Although the developing fetus was once considered protected from the outside world, we now know that it can potentially be affected by any medication given to the mother. Despite this knowledge, use of medications during pregnancy is common and pregnant women often present for treatment of dermatological disease. Therapeutic options available for these patients will be discussed.

Key Words: pregnancy, congenital malformations

Two drugs given in the middle of the 20th century to pregnant women changed the attitude of physicians about the use of medications during this period.

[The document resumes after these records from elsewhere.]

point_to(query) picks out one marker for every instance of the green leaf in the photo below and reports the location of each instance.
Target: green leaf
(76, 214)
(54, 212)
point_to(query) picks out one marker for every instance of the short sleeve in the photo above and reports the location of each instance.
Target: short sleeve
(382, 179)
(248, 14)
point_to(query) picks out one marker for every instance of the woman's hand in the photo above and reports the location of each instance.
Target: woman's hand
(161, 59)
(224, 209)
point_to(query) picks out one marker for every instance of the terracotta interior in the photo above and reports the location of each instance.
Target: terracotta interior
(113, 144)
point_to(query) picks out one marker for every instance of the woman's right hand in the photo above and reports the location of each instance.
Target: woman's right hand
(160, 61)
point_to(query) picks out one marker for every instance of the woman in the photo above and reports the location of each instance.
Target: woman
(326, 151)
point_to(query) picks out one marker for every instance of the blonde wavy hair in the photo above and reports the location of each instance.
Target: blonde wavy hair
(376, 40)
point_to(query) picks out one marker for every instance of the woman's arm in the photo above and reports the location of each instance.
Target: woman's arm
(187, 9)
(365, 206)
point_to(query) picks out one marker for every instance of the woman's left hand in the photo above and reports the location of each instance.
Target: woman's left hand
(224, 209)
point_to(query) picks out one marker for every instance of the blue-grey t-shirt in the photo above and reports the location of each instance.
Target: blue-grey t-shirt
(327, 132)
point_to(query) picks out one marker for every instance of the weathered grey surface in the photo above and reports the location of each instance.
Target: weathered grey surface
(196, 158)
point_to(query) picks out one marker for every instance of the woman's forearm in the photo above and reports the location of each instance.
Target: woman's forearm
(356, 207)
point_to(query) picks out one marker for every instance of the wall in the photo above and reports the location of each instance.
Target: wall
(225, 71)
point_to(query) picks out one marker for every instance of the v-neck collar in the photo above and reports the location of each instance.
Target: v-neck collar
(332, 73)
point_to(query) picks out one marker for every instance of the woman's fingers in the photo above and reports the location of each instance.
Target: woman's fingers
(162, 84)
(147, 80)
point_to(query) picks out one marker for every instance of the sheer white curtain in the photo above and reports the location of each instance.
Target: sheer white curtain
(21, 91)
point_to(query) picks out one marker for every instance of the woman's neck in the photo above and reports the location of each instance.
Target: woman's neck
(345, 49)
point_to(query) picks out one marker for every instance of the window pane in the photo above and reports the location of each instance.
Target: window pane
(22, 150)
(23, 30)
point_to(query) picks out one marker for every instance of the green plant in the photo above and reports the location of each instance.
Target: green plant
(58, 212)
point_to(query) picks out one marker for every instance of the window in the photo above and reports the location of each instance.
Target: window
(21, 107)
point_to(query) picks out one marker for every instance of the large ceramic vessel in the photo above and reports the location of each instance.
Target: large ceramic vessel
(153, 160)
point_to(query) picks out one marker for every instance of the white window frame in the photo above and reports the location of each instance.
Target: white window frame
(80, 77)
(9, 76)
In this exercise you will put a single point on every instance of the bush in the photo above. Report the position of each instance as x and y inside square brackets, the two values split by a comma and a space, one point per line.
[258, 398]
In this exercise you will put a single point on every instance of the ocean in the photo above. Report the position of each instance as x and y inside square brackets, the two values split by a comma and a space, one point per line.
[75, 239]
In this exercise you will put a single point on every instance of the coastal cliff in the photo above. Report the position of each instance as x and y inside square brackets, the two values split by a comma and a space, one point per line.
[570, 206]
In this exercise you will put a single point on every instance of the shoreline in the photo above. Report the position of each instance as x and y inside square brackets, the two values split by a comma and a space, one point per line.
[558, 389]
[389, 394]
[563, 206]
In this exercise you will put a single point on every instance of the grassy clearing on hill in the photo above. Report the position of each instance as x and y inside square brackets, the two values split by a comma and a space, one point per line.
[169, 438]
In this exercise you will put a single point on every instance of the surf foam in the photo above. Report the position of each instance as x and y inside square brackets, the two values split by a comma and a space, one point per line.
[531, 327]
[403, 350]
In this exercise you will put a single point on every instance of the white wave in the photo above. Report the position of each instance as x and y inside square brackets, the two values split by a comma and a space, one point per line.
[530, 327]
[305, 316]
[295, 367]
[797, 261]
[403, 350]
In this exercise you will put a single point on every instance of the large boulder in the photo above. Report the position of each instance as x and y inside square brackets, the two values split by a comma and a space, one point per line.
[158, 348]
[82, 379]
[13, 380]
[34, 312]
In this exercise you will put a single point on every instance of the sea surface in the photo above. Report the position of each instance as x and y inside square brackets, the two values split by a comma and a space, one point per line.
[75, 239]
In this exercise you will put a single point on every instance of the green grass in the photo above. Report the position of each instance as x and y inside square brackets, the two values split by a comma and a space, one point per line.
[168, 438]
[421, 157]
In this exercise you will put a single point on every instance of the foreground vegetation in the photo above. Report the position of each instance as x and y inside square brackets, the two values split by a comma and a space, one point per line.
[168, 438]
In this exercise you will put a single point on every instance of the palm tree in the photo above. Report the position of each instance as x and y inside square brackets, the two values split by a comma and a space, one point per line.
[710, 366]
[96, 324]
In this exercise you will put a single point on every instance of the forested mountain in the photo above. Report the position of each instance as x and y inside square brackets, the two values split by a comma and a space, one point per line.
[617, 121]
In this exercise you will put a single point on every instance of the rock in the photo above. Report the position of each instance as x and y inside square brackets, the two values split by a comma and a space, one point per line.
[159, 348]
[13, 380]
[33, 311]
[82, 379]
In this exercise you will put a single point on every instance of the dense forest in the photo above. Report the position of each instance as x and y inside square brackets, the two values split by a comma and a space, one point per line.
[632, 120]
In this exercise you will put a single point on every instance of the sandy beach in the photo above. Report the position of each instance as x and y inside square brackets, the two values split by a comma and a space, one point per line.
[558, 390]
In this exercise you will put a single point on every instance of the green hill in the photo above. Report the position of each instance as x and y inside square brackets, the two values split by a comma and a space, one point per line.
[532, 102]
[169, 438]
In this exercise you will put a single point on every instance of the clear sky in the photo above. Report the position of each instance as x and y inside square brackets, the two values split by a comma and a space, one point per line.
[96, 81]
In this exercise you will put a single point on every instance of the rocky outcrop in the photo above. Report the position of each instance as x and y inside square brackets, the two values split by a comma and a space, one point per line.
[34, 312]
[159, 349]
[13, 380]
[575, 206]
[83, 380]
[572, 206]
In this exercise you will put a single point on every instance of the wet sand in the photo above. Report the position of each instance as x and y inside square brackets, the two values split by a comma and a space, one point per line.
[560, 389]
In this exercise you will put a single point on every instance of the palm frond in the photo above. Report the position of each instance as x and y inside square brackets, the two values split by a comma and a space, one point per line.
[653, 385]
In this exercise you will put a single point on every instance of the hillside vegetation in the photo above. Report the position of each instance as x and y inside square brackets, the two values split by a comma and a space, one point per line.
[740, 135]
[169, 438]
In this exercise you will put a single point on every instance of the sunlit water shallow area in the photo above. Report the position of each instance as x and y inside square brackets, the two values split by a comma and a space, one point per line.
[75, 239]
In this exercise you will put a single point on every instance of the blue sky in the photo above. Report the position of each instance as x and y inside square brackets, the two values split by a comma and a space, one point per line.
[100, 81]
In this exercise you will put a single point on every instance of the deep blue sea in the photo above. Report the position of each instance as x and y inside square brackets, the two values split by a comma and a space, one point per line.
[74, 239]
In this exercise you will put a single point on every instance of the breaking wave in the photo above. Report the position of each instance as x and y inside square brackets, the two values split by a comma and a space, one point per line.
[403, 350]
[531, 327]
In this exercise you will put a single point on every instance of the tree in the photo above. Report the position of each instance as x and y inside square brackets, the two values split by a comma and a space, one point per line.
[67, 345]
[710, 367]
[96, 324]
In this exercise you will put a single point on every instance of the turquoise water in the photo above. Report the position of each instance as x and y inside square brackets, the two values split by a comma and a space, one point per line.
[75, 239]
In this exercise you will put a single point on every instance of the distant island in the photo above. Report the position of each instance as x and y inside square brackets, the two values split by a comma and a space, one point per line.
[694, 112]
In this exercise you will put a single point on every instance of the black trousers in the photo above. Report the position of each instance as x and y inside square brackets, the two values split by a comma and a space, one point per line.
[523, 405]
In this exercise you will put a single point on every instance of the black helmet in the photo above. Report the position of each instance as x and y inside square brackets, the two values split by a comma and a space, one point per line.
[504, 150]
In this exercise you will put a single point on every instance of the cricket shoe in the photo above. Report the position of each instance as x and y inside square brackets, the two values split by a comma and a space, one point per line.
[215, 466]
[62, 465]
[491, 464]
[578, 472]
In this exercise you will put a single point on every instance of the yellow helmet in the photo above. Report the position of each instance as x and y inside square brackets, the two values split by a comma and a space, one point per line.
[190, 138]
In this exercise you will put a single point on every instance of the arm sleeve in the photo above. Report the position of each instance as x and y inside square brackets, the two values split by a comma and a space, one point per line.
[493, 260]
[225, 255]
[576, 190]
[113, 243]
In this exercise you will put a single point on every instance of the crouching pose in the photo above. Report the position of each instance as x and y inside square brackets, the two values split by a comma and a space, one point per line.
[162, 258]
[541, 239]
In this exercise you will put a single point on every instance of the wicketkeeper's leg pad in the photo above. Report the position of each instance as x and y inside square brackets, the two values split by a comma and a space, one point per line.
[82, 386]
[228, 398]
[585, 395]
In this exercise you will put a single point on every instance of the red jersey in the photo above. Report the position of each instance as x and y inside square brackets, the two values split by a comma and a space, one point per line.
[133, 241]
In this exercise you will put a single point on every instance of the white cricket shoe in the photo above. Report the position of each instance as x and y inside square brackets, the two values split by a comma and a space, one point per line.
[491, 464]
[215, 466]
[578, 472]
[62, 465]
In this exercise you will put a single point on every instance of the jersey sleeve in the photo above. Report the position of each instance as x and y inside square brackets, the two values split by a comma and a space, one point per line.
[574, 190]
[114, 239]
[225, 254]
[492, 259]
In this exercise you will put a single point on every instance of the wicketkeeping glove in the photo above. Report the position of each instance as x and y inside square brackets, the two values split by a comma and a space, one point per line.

Diethylstilbestrol and thalidomide use in early pregnancy led to disastrous consequences for the exposed offspring, consequences that were not causally linked for years. These events led to the development of the US FDA Pregnancy Categories (see Table 1) that are now assigned before a drug is released.

Despite awareness that any medication taken during pregnancy can potentially affect the fetus, a recent multinational survey indicated that 86% of women took an average of 2.9 medications during pregnancy.1 This article will review options for the treatment of a variety of common dermatological disorders during pregnancy (see Table 2).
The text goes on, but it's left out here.